Overall, the symposium was very upbeat and positive. Attendance was good, and many people raised their hands when asked how many were neurotypical (NT) professionals who work with autistic people. Hopefully the information everyone shared will help professionals and employers better serve autistic adults, and make a significant dent in the distressingly high unemployment rate autistic workers face.

Later, at Dirt Coffee, Ryan mentioned that high unemployment rate. I asked for the WiFi password and it turned out to be a variation on the statistic of 90%. “Do you know why that’s our password?” Ryan asked me, looking genuinely eager to tell me the answer.

“Why?” I was genuinely curious to hear the answer. I had instantly liked Ryan. She is authentically friendly and made me feel welcome from the moment I walked in the door.

“Because 90% of people on the spectrum are unemployed or underemployed,” she told me.

The statistic I’ve always seen is 85% so I have no problem accepting that Dirt Coffee found a source citing 90%. What an important WiFi password, and opportunity for education.
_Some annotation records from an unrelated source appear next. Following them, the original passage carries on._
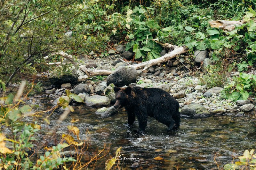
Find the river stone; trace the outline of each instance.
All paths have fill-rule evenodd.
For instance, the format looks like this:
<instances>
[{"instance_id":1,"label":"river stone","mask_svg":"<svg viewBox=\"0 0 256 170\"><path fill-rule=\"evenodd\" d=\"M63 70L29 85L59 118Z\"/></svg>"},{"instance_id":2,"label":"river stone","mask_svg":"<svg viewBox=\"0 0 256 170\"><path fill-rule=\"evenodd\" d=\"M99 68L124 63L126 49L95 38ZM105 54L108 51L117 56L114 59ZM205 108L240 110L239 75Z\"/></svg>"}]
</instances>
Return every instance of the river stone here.
<instances>
[{"instance_id":1,"label":"river stone","mask_svg":"<svg viewBox=\"0 0 256 170\"><path fill-rule=\"evenodd\" d=\"M68 83L64 83L61 85L61 88L63 89L67 89L68 88L71 88L71 84Z\"/></svg>"},{"instance_id":2,"label":"river stone","mask_svg":"<svg viewBox=\"0 0 256 170\"><path fill-rule=\"evenodd\" d=\"M116 65L116 64L119 63L122 63L123 62L120 60L117 60L113 62L113 63L112 63L112 65L115 66Z\"/></svg>"},{"instance_id":3,"label":"river stone","mask_svg":"<svg viewBox=\"0 0 256 170\"><path fill-rule=\"evenodd\" d=\"M236 105L237 106L243 106L243 105L250 104L250 100L236 100Z\"/></svg>"},{"instance_id":4,"label":"river stone","mask_svg":"<svg viewBox=\"0 0 256 170\"><path fill-rule=\"evenodd\" d=\"M114 54L116 53L116 51L113 49L111 49L108 51L108 54Z\"/></svg>"},{"instance_id":5,"label":"river stone","mask_svg":"<svg viewBox=\"0 0 256 170\"><path fill-rule=\"evenodd\" d=\"M212 93L207 91L204 93L203 96L204 97L210 97L212 96Z\"/></svg>"},{"instance_id":6,"label":"river stone","mask_svg":"<svg viewBox=\"0 0 256 170\"><path fill-rule=\"evenodd\" d=\"M119 67L108 76L107 84L108 85L113 83L118 87L128 85L136 82L137 74L137 71L133 67Z\"/></svg>"},{"instance_id":7,"label":"river stone","mask_svg":"<svg viewBox=\"0 0 256 170\"><path fill-rule=\"evenodd\" d=\"M202 86L197 85L195 87L195 90L201 90L202 89Z\"/></svg>"},{"instance_id":8,"label":"river stone","mask_svg":"<svg viewBox=\"0 0 256 170\"><path fill-rule=\"evenodd\" d=\"M194 55L196 56L195 62L196 64L200 64L201 62L203 61L207 56L207 51L206 50L200 51L196 50L194 53Z\"/></svg>"},{"instance_id":9,"label":"river stone","mask_svg":"<svg viewBox=\"0 0 256 170\"><path fill-rule=\"evenodd\" d=\"M203 62L204 64L204 68L205 69L207 67L208 65L210 65L212 64L212 62L211 61L211 59L209 58L206 58L204 60Z\"/></svg>"},{"instance_id":10,"label":"river stone","mask_svg":"<svg viewBox=\"0 0 256 170\"><path fill-rule=\"evenodd\" d=\"M94 95L86 98L85 102L90 106L104 106L109 105L110 100L105 96Z\"/></svg>"},{"instance_id":11,"label":"river stone","mask_svg":"<svg viewBox=\"0 0 256 170\"><path fill-rule=\"evenodd\" d=\"M95 87L95 92L98 94L100 94L103 92L104 90L107 86L106 82L99 83Z\"/></svg>"},{"instance_id":12,"label":"river stone","mask_svg":"<svg viewBox=\"0 0 256 170\"><path fill-rule=\"evenodd\" d=\"M91 89L86 84L79 84L74 88L74 92L76 94L84 92L90 93L90 92Z\"/></svg>"},{"instance_id":13,"label":"river stone","mask_svg":"<svg viewBox=\"0 0 256 170\"><path fill-rule=\"evenodd\" d=\"M124 63L118 63L116 64L115 67L121 67L121 66L127 66L127 64Z\"/></svg>"},{"instance_id":14,"label":"river stone","mask_svg":"<svg viewBox=\"0 0 256 170\"><path fill-rule=\"evenodd\" d=\"M70 83L76 84L77 82L78 76L76 71L73 70L71 74L59 76L55 74L54 71L51 71L49 76L49 80L52 84L61 85L63 83Z\"/></svg>"},{"instance_id":15,"label":"river stone","mask_svg":"<svg viewBox=\"0 0 256 170\"><path fill-rule=\"evenodd\" d=\"M126 60L130 60L133 58L134 54L129 51L124 51L121 55Z\"/></svg>"},{"instance_id":16,"label":"river stone","mask_svg":"<svg viewBox=\"0 0 256 170\"><path fill-rule=\"evenodd\" d=\"M130 84L130 85L131 84ZM106 97L110 99L111 103L114 103L116 102L116 93L114 91L114 87L115 85L113 83L111 83L105 89L105 94Z\"/></svg>"},{"instance_id":17,"label":"river stone","mask_svg":"<svg viewBox=\"0 0 256 170\"><path fill-rule=\"evenodd\" d=\"M69 99L68 98L68 96L62 96L61 97L58 97L56 99L54 100L52 103L54 104L57 104L57 103L58 103L58 101L59 101L60 100L60 99L61 98L65 100L69 101L69 103L71 101L71 99Z\"/></svg>"},{"instance_id":18,"label":"river stone","mask_svg":"<svg viewBox=\"0 0 256 170\"><path fill-rule=\"evenodd\" d=\"M168 85L163 84L156 86L156 88L158 88L164 90L167 92L169 92L170 91L170 86Z\"/></svg>"},{"instance_id":19,"label":"river stone","mask_svg":"<svg viewBox=\"0 0 256 170\"><path fill-rule=\"evenodd\" d=\"M210 115L206 108L200 104L194 104L185 105L181 108L180 113L191 117L204 117Z\"/></svg>"},{"instance_id":20,"label":"river stone","mask_svg":"<svg viewBox=\"0 0 256 170\"><path fill-rule=\"evenodd\" d=\"M252 104L247 104L244 105L239 108L240 110L241 110L244 112L249 112L252 110L255 106L253 105Z\"/></svg>"},{"instance_id":21,"label":"river stone","mask_svg":"<svg viewBox=\"0 0 256 170\"><path fill-rule=\"evenodd\" d=\"M97 65L94 63L89 63L85 65L85 67L87 69L93 69L97 68Z\"/></svg>"},{"instance_id":22,"label":"river stone","mask_svg":"<svg viewBox=\"0 0 256 170\"><path fill-rule=\"evenodd\" d=\"M185 92L180 92L173 94L173 97L175 99L180 99L183 98L186 96Z\"/></svg>"},{"instance_id":23,"label":"river stone","mask_svg":"<svg viewBox=\"0 0 256 170\"><path fill-rule=\"evenodd\" d=\"M100 115L102 117L107 117L117 113L118 109L115 108L114 106L110 107L104 107L98 109L95 113Z\"/></svg>"},{"instance_id":24,"label":"river stone","mask_svg":"<svg viewBox=\"0 0 256 170\"><path fill-rule=\"evenodd\" d=\"M211 88L207 90L206 92L210 92L212 94L213 93L219 94L220 92L224 89L219 87L212 87L212 88Z\"/></svg>"},{"instance_id":25,"label":"river stone","mask_svg":"<svg viewBox=\"0 0 256 170\"><path fill-rule=\"evenodd\" d=\"M124 51L124 46L122 44L120 44L116 47L116 50L117 52L119 53L122 53Z\"/></svg>"}]
</instances>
Companies like Dirt Coffee and Blue Star Recycling, academics and researchers, writers and advocates, parents, adult autistics, and more are all working toward a brighter future for autistic adults. It was so uplifting to hear words of hope and progress at the symposium and so comforting to end my day at a coffee house that loves and values my neurotribe. We live in uncertain times. I am reassured when I see so many people working so hard toward so much good.